Princess Charlotte, daughter of George IV of the United Kingdom, is my favourite historical figure. Since the moment I first read about her, I have been impressed by how mature and wise she was. She became an intelligent,  open-minded and sympathetic young woman even though she lived in the uneasy times of Napoleonic wars, no-one really cared for her, political leaders wanted to influence her with their views and her own parents were battling with each other using her as a pawn. Still she was natural, spontaneous, confident and merry. She was determined to marry the man she wanted and managed to convince her stubborn father to this idea. If not the fact that she died much too early, I’m sure she would become a witty and sensible monarch. And perhaps the biggest paradox is that had she lived long enough to inherit the throne, Queen Victoria and the world as we see it now would have never come to life…
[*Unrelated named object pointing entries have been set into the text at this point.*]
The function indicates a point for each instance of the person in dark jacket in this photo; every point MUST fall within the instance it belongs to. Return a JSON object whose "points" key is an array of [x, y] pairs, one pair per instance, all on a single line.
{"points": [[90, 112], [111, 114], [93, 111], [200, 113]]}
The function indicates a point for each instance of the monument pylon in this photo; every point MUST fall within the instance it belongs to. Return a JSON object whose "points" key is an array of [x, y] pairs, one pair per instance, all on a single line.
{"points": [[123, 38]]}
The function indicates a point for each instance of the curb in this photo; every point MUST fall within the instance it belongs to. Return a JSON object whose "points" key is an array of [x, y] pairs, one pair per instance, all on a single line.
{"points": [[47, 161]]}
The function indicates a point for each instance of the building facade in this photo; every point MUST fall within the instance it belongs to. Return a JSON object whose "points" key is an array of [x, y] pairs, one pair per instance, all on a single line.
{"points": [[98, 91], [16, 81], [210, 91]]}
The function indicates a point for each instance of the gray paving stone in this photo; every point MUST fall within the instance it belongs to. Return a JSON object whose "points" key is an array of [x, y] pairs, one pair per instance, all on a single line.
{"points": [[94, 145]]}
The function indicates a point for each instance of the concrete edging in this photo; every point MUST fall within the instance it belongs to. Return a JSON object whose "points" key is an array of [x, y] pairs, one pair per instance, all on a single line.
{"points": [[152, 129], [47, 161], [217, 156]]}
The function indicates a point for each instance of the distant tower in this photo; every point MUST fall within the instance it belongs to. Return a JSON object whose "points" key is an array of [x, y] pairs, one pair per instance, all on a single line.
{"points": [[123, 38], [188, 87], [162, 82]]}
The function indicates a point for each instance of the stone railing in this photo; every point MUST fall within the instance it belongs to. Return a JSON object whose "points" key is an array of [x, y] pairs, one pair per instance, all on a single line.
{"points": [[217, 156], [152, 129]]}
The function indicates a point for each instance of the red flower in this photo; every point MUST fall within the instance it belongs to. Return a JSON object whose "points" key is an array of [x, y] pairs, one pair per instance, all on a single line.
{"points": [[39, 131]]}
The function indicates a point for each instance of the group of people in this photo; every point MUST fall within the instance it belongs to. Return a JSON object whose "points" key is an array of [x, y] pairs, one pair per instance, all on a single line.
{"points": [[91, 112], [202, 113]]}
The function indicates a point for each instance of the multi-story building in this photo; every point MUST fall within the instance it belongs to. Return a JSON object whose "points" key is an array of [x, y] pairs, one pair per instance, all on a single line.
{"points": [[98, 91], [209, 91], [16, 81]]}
So if you want to find out more about this amazing lady, please visit the blog. I am not a historian so I don’t write the posts myself and just quote the books about Charlotte. Yet reading the narrative you won’t believe it’s history, not a TV series.

Blanka

More about her:

Wikipedia

Princess Charlotte of Wales (Charlotte Augusta; 7 January 1796 – 6 November 1817) was the only child of George, Prince of Wales (later to become King George IV) and Caroline of Brunswick. Had she outlived her father and her grandfather, King George III, she would have become Queen of the United Kingdom, but she died following childbirth at the age of 21.

Charlotte’s parents disliked each other from before their pre-arranged marriage and soon separated. Prince George left most of Charlotte’s care to governesses and servants, but only allowed her limited contact with Princess Caroline, who eventually left the country. As Charlotte grew to adulthood, her father pressured her to marry William, Hereditary Prince of Orange (later King of the Netherlands), but after initially accepting him, Charlotte soon broke off the match. This resulted in an extended contest of wills between her and her father, and finally the Prince of Wales permitted her to marry Prince Leopold of Saxe-Coburg-Saalfeld (later King of the Belgians). After a year and a half of happy marriage, Charlotte died after giving birth to a stillborn son.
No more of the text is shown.